Today, we were all smiles. We were going to be home before dark! Our beloved pets were waiting to be petted. Our own comfy beds were calling. Our own familiar surroundings beckoned us back towards home.

But first, eight hours or so of highway driving, including the infamous Pennsylvania Turnpike. The first couple of hours in Ohio just looked like home to me. No matter that I have now lived in the DC area about two decades, the rolling hills of Ohio are still what come to mind when I think of “home.”

And yet, to get to our own homes, we had to skip going back through Columbus to stay at Mom’s house again. I knew Mom would be disappointed, but I also knew she would understand. I tried to salve my conscience that I would be seeing her at the beach in a week, but I still felt stabs of unworthy daughter guilt and the thought that what's a child to do, even an adult child, but disappoint her mother?

We hadn’t been hot and sweaty for weeks, but Michigan and Ohio brought heat. We rolled up jackets and packed them away. We guzzled water at every stop. But the day was truly beautiful, as was the ride. We hit the Beltway around DC, and traffic thickened. It didn’t matter, because we were an hour from home! As we rounded the Beltway, we saw thick, gray clouds on the horizon, and we headed right into them.

At the last gas stop, we said our goodbyes to K and S in advance. Once L and I got to our exit, we would peel off while S and K continued to their exit. But as we approached our exit, L and I talked helmet-to-helmet that it just didn’t seem right to cap off an 8,000 mile trip with a disinterested wave of “See ya later.” We decided to ride with them to their house, give them a proper hug and goodbye, then head the last few miles for our home.

We had been staring at the gray clouds for so long that we had convinced ourselves they were impotent.
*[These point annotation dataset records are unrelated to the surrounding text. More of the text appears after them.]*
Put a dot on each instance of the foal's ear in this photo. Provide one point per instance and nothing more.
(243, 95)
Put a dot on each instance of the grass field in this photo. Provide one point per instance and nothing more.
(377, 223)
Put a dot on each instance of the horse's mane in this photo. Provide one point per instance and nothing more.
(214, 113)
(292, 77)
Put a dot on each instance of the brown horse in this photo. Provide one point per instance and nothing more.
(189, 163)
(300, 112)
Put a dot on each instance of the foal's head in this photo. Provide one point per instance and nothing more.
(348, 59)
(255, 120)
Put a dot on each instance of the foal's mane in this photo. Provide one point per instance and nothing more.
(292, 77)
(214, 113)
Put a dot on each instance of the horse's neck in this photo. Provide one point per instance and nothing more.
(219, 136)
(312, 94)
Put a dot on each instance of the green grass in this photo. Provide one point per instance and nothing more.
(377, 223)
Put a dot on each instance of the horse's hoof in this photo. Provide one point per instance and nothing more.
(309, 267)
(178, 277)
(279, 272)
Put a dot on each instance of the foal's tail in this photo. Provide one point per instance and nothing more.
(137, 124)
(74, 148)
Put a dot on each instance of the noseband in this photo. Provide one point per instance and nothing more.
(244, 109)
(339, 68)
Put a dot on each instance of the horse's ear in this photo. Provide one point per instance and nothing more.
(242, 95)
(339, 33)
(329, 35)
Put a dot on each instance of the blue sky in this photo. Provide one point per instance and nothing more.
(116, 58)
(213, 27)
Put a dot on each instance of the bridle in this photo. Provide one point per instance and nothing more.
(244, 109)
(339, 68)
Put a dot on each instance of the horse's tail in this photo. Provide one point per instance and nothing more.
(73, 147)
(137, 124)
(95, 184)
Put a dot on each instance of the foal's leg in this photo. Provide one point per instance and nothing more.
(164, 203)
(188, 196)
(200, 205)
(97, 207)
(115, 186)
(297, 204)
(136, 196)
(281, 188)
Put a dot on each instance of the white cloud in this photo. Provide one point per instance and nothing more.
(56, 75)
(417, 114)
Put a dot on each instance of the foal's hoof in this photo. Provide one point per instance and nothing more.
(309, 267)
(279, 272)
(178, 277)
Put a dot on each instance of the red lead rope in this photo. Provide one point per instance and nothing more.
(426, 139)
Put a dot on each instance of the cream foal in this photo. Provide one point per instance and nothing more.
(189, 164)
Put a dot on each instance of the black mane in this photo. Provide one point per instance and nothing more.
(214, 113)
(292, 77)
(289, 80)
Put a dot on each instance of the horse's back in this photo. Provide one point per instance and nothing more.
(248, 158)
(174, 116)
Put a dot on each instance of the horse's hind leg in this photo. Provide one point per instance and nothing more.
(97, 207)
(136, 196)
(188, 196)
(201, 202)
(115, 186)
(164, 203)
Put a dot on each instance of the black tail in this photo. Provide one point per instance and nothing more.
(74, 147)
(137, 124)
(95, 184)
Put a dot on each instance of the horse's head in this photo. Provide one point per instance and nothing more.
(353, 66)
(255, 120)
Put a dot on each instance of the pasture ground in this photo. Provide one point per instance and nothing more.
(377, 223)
Nothing could stand in the way of these four intrepid travelers! And just after we passed the last possible moment to exit to our house and away from the clouds, those clouds burst. With a vengeance. On a stretch of Beltway called “The Mixing Bowl” where it would be suicidal to try to pull off onto a shoulder and don rain gear. Where the rain pelted down so hard and so quickly that it would be useless to try to pull off and don rain gear as our clothing was no longer dry enough to even try to protect. We were drenched in moments. Saturated. Sodden. And laughing at the absurdity of it all. Ten more minutes and S and K could have been home dry. Fifteen more minutes, and L and I could have made it as well. But no, first one last cosmic joke.

In the end, we waved goodbye anyway as we parted at a stop light. There was obviously not going to be a leisurely goodbye in their driveway with this rain. L and I headed to our own home, L leading. Two miles left to our own driveway, and l drove through a huge standing puddle of water in the road. She watched in her mirror as she saw a huge plume of water stream off the back wheels of the trailer, arc majestically in the air, and crash right into my face. We laughed so hard that we almost ran off the road.

Daily Recap: 480 miles, States: Return through OH, PA, MD, and PA

Total trip recap: 7,784 miles, or 338 miles/day average. A few hundred photos. About 144 freezer bag meals. Can’t even imagine how many ounces of Gatorade. About 65 gas stops. One lost retainer. One back broken, then repaired. 5 oil and/or repair stops. Amazing wildlife viewed. Postcard quality scenery seen. Countless laughs enjoyed. And friends for life. Priceless.